The issue of how much dramatic licence films like this can take without the project becoming compromised is an interesting one, and Cranston refers to comments made by acclaimed screenwriter Aaron Sorkin when discussing how far films based on true stories can get away with deviating from the real events. The important distinction to make, he says, is between accuracy and honesty.

“Accuracy is important in journalism,” he says.” You [have to] get the facts correct – it’s a story, it’s a news item. But we’re not in the journalistic business, we’re in the entertainment business. So when we’re telling a story about real people, it’s important to be honest, but it’s not important to be accurate in the sense that by virtue of making a movie, we have to take liberties in so many areas.

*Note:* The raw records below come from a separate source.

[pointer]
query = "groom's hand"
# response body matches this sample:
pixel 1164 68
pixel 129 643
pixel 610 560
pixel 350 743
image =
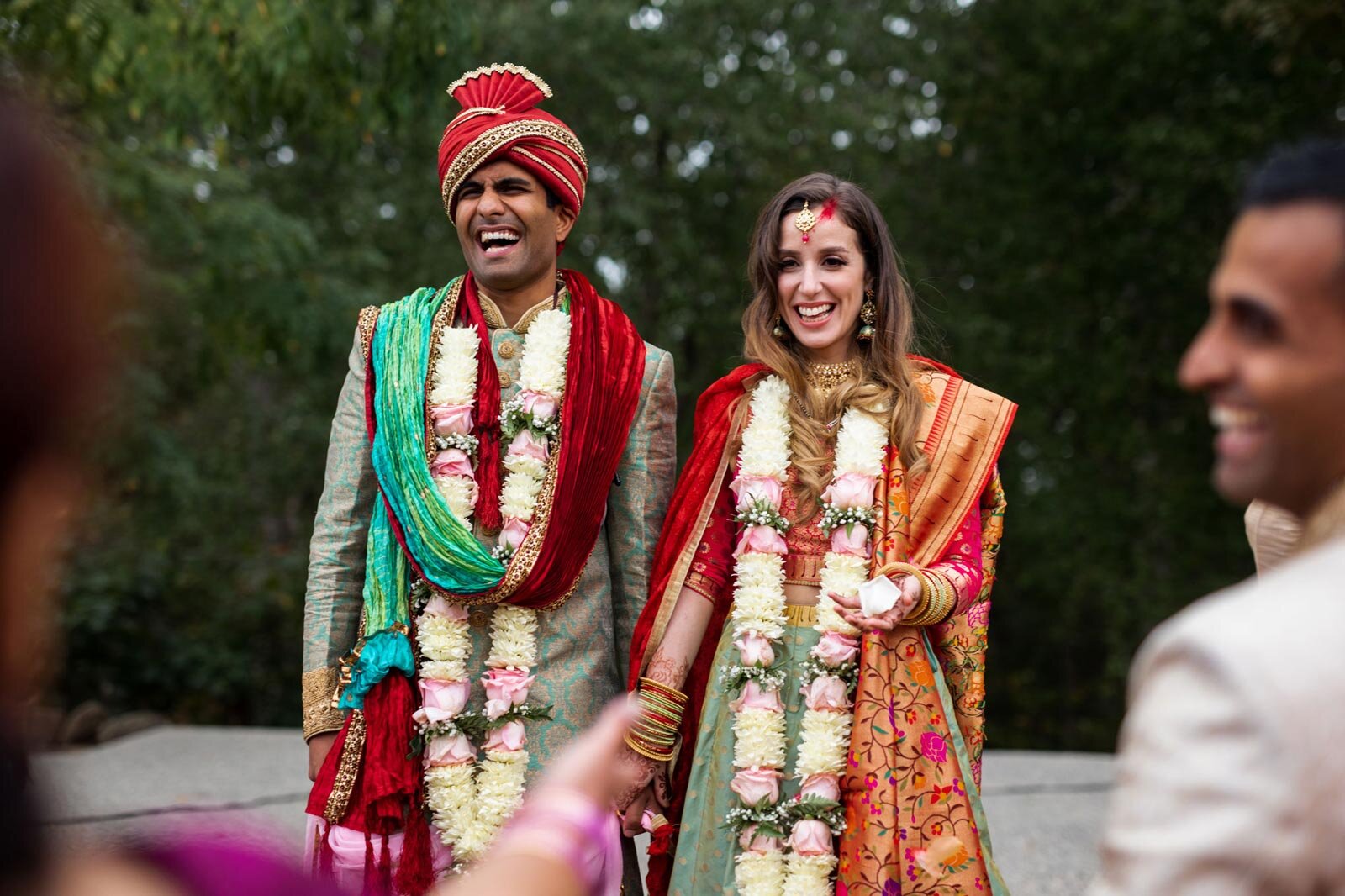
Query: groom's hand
pixel 318 748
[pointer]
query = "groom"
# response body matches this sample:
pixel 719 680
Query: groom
pixel 513 181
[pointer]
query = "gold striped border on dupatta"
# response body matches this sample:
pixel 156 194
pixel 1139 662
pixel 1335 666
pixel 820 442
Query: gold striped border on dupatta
pixel 962 440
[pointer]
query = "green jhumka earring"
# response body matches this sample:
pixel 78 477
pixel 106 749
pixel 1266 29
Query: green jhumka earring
pixel 868 314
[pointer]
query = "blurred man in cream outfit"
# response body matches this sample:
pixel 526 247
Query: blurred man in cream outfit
pixel 1232 755
pixel 1273 535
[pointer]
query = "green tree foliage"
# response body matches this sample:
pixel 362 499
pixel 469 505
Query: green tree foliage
pixel 1058 174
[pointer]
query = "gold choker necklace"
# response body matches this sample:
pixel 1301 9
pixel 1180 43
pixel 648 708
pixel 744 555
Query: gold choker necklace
pixel 825 378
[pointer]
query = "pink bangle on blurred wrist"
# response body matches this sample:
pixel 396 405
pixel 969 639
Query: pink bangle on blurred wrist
pixel 569 828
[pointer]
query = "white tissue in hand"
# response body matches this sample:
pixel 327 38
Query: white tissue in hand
pixel 878 596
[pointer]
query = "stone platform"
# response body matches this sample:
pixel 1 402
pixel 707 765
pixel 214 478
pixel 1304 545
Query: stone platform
pixel 1046 809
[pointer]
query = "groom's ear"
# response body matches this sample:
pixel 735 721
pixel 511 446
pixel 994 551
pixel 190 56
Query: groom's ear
pixel 565 219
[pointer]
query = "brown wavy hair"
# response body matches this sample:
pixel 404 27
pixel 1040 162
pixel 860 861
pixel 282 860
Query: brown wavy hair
pixel 885 385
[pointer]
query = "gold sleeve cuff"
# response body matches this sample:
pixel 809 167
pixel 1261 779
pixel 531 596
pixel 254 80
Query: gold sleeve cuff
pixel 320 714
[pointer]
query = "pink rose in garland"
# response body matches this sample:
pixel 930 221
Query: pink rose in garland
pixel 852 540
pixel 759 844
pixel 450 751
pixel 825 693
pixel 444 697
pixel 750 490
pixel 755 650
pixel 851 490
pixel 513 533
pixel 934 747
pixel 538 403
pixel 836 649
pixel 760 540
pixel 451 419
pixel 508 737
pixel 528 444
pixel 753 697
pixel 451 461
pixel 504 689
pixel 822 786
pixel 755 784
pixel 439 606
pixel 811 838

“First of all, people know I’m not Jerry Selby, so you have to accept that. And then we have to truncate stories. We have to shorten stories in order to fit in and get to the core. So it’s more important to be honest, that we are depicting real-life events and how they were approached, as opposed to being exactly accurate in each little thing.

As an example, he cites the fact that the real Jerry and Marge have six children and “scores of grandchildren” whereas, in the film, they have only two – each of whom plays a key role.

“We felt, and I think rightfully so, that we should only give them two children so that we can deal with both,” he says. “Otherwise, if you only deal with two children, and the audience knows they have six, it’s like, ‘Where are the rest of their kids?’ And that kind of gets us away from the adventure and the story itself. So you have to make those decisions based on what is best to maintain the drive of the story.”